With the release of new AI models with better coding, developers are increasingly using AI to generate code. One of the latest examples is the Salyied Silicon Valley Startup Accelerator, the current batch coming out of the Y Combinator. Jared Friedman, managing partner at YC, says a quarter of the W25 startup batch has 95% of the codebase generated by AI.
Friedman said that the 95% of the numbers didn’t include anything like the code written to import the library, but it took into account the code entered by humans compared to AI.
“We didn’t fund many non-technical founders. These people are all very technical and can build their own products from scratch. A year ago, they were building products from scratch, and now 95% is built by AI,” he said.
In the video entitled “Vibe Coding Is the Future,” Friedman and YC CEO Garry Tan, managing partner Harj Taggar, and general partner Diana Hu discussed the trends in using natural language and instinct to write code.
Last month, Tesla’s former AI director and Openai researcher Andrej Karpathy used the term “vibe coding” to explain how to code using a leading language model (LLM) without focusing on the code itself.

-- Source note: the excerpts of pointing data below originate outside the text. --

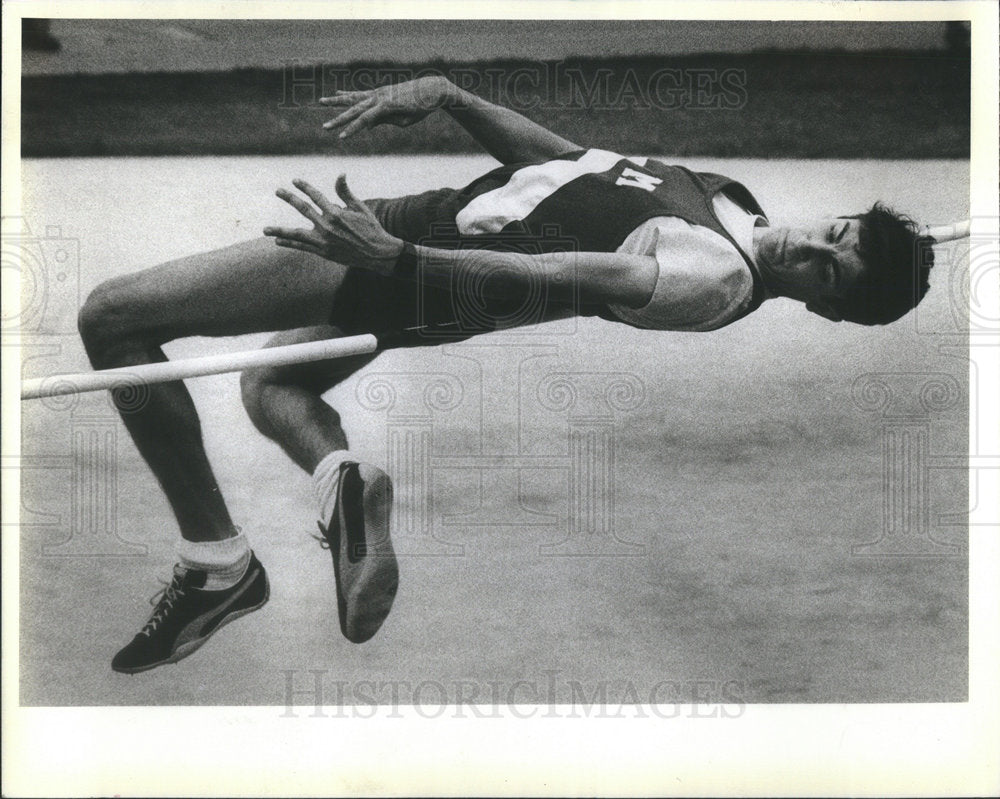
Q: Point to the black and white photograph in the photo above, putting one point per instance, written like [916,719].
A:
[572,387]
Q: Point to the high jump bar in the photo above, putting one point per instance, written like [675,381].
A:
[59,385]
[162,372]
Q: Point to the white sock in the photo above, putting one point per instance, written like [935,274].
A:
[326,479]
[225,562]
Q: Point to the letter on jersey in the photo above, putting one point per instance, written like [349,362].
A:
[639,180]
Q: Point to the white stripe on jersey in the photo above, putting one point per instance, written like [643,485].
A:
[518,197]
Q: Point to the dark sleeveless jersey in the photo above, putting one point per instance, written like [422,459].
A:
[587,201]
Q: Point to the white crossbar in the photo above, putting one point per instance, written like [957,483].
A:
[57,385]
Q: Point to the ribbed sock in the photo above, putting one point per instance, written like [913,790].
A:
[225,562]
[326,479]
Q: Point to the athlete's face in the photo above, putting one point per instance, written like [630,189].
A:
[815,263]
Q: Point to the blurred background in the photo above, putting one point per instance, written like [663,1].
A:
[718,88]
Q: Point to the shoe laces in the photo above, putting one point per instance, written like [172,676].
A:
[163,600]
[323,541]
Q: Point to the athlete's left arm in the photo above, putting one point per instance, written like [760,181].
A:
[351,235]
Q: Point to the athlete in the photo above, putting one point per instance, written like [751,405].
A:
[582,231]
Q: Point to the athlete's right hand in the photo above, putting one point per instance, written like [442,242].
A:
[401,104]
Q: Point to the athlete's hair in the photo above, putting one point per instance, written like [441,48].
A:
[897,263]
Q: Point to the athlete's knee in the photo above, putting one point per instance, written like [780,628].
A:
[254,384]
[108,319]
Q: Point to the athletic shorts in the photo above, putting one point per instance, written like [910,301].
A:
[372,303]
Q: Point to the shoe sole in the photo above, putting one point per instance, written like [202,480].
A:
[364,562]
[192,646]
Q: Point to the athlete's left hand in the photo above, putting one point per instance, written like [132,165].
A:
[350,235]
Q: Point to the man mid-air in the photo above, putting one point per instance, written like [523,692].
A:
[653,246]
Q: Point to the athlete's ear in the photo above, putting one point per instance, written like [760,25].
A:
[824,310]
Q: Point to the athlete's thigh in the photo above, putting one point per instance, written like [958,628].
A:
[248,287]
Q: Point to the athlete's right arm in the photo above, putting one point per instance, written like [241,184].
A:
[506,135]
[351,235]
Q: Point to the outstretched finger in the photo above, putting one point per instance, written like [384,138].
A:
[299,205]
[316,196]
[355,110]
[292,244]
[347,195]
[365,120]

However, the code generated from AI is not complete. Research and reports show that some AI-generated code can be used to insert security flaws into your application, cause a halt, or make mistakes, modifying and debugging the code to the developer.
During the discussion, Hu said there is one skill they must be good at, as it is reading the code and finding bugs, even if product builders rely heavily on AI.
“To know that LLM is spitting out bad or good things requires a lot of taste and plenty of training. To do a good ‘atmosphere coding’, you need taste and knowledge to decide it’s good versus good,” she said.
Tan also agreed to the founder’s points that require classic coding training to maintain the product in the long run.
“Let’s say there’s a startup with 95% AI-generated code (in the market) and for a year or two, there are 100 million users on that product. Does that fall? The first version of the inference model is not good at debugging. So you have to go into detail what’s going on with the product,” he suggested.
VCS and developers are excited about AI-powered coding. Startups like Bolt.New, Codeium, Cursor, Lovable and Magic have raised hundreds of millions of dollars in funding over the past 12 months.
“This isn’t trendy. This won’t go away. This is the dominant way of code. And if you’re not doing it, you might just be left,” Tan added.